Iota2 regression

While iota2 was initially designed for land cover classification (prediction of a discrete variable), it also allows to perform regression (prediction of a continuous variable). This chapter introduces the use of iota2 regression builder.

The regression pipeline is divided in the following groups:

Init: pre-processing steps;
Sampling: input data is split between train and validation set, training pixels are selected and their corresponding features extracted;
Training: target values are standardized (mean to 0 and std to 1) and passed to a model for training; Features can be also standardized;
Prediction: the trained model is used to predict pixel values on a map (tile-wise processing);
Mosaic: tiles are merged together;
Validation: prediction is evaluated with the validation samples.

In regression mode, two learn/predict workflows are available:

Pytorch: neural networks built inside iota2;
scikit-learn: multiple models available from this library.

Configuration file

iota2 is configured through several parameters, some of them are specfic to iota2 and some belong to other libraries such as scikit-learn.

These parameters allow to select the operations to be carried out and their parameters. A documentation of all these parameters is provided here. The user defines these paramereters in a configuration file (a human readable text file) that is read by iota2 at upon start. The file is structured into sections, each section containing several fields.

Below, two sample configuration files for performing regression, one for each workflow are shown.

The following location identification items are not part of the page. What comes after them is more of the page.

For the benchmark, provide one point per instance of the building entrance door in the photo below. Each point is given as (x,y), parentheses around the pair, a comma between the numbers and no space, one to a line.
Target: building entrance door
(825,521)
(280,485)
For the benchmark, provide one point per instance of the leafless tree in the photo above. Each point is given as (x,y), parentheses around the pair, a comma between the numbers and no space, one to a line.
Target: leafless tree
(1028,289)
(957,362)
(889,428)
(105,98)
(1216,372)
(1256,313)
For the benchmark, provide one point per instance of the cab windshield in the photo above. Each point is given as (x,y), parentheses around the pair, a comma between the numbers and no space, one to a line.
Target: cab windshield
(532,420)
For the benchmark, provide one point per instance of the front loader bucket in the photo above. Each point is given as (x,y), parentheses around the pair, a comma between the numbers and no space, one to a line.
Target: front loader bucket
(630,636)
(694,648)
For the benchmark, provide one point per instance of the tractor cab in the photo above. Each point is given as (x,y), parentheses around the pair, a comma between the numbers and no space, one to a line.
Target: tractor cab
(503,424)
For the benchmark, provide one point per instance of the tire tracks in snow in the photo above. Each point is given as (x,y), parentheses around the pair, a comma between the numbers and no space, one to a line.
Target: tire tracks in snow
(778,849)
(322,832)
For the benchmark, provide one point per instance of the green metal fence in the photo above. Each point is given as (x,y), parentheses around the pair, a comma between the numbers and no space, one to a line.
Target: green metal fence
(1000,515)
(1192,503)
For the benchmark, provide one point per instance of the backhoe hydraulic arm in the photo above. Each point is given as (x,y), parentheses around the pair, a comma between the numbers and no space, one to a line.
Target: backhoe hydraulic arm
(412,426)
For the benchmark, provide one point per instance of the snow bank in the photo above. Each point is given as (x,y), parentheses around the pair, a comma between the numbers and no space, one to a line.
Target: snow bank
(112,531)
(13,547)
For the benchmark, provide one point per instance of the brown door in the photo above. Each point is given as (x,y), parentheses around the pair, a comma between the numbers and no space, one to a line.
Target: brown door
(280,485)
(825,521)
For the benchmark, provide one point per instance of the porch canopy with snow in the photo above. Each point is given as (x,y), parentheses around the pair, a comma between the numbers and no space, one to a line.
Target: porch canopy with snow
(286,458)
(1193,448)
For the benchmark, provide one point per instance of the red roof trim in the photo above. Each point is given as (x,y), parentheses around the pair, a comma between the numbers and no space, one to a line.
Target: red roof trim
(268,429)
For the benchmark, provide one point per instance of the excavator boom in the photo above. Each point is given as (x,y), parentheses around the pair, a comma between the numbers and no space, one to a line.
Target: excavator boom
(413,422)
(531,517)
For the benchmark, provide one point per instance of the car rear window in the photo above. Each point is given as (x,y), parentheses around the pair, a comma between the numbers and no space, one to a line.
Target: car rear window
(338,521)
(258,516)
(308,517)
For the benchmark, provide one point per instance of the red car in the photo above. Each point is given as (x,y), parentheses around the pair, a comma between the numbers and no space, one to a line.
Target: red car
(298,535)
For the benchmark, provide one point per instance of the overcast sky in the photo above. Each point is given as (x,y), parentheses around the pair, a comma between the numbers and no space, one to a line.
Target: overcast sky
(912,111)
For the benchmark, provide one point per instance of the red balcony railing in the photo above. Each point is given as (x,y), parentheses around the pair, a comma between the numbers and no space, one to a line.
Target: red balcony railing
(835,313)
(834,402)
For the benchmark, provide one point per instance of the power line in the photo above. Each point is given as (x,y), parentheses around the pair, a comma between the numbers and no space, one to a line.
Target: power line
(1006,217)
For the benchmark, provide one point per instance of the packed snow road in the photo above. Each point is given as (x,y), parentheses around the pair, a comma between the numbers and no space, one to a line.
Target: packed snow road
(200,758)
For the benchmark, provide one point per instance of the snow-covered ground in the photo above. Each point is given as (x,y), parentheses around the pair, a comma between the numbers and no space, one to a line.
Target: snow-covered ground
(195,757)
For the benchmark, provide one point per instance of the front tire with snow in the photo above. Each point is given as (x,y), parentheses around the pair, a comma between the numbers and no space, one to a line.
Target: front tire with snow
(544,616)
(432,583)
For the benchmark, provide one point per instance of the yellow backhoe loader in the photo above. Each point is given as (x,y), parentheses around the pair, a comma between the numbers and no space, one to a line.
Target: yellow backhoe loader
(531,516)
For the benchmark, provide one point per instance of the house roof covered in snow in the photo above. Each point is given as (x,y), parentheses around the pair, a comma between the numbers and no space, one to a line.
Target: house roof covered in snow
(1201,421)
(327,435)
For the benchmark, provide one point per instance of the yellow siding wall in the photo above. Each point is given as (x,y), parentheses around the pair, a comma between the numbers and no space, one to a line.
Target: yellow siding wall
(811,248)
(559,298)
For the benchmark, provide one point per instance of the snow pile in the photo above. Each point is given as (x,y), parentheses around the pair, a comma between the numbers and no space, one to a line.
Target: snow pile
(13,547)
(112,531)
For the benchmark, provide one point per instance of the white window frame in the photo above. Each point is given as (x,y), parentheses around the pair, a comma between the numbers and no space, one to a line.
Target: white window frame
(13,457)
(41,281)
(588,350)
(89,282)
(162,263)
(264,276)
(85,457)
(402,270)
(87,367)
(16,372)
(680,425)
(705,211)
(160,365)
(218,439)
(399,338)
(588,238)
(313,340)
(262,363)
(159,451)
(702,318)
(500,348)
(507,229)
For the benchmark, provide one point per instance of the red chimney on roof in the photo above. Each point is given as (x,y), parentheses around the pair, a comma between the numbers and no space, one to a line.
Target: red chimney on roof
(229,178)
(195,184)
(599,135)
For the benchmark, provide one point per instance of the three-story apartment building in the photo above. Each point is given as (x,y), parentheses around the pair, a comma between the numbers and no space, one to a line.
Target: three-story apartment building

Pytorch configuration template

chain:
{
  output_path: "/results_tuto"
  s2_path: "/IOTA2_TUTO_REGRESSION/sensor_data"
  ground_truth: "/IOTA2_TUTO_REGRESSION/vector_data/reference_ndvi.shp"
  remove_output_path: True
  list_tile: "T31TCJ T31TDJ"
  data_field: "ndvi"
  spatial_resolution: 10
  proj: "EPSG:2154"
  first_step: "init"
  last_step: "validation"
}
arg_train:
{
  runs: 1
  sample_selection:
  {
      "sampler": "periodic",
      "strategy": "all",
  }
  deep_learning_parameters:
  {
    dl_name: "MLPRegressor"
    epochs: 10
    model_optimization_criterion: "MSE"
    model_selection_criterion: "MSE"
    hyperparameters_solver: {"batch_size": [1000], "learning_rate": [0.001]}
  }
}
python_data_managing:
{
  number_of_chunks: 10
}
builders:
{
    builders_class_name: ["I2Regression"]
}

scikit-learn configuration template

chain:
{
  output_path: "/results_tuto"
  s2_path: "/IOTA2_TUTO_REGRESSION/sensor_data"
  ground_truth: "/IOTA2_TUTO_REGRESSION/vector_data/reference_ndvi.shp"
  remove_output_path: True
  list_tile: "T31TCJ T31TDJ"
  data_field: "ndvi"
  spatial_resolution: 10
  proj: "EPSG:2154"
  first_step: "init"
  last_step: "validation"
}
arg_train:
{
  runs: 3
  sample_selection:
  {
      "sampler": "periodic"
      "strategy": "all"
  }

}
scikit_models_parameters:
{
  model_type: "HuberRegressor"
  standardization: True
  keyword_arguments:
  {
    epsilon: 1.35
  }
}
python_data_managing:
{
  number_of_chunks: 10
}
builders:
{
    builders_class_name: ["I2Regression"]
}

multi_run_fusion:
{
    merge_run: True
    merge_run_method: 'mean'
}

Configuration template explanation

To use the regression mode, the user must provide a builders section with only I2Regression. This builder is not compatible with other builders.

builders:
{
        builders_class_name: [I2Regression"]
}

The data_field parameter of the ground_truth file represents the target value used to train de model. It must be lowercase, without underscores, and point to an integer or float field of your ground_truth file. The ground_truth parameter must be a shape file containing polygons or points

If you want to use the Pytorch workflow, fill in the deep_learning_parameters field of the arg_train section.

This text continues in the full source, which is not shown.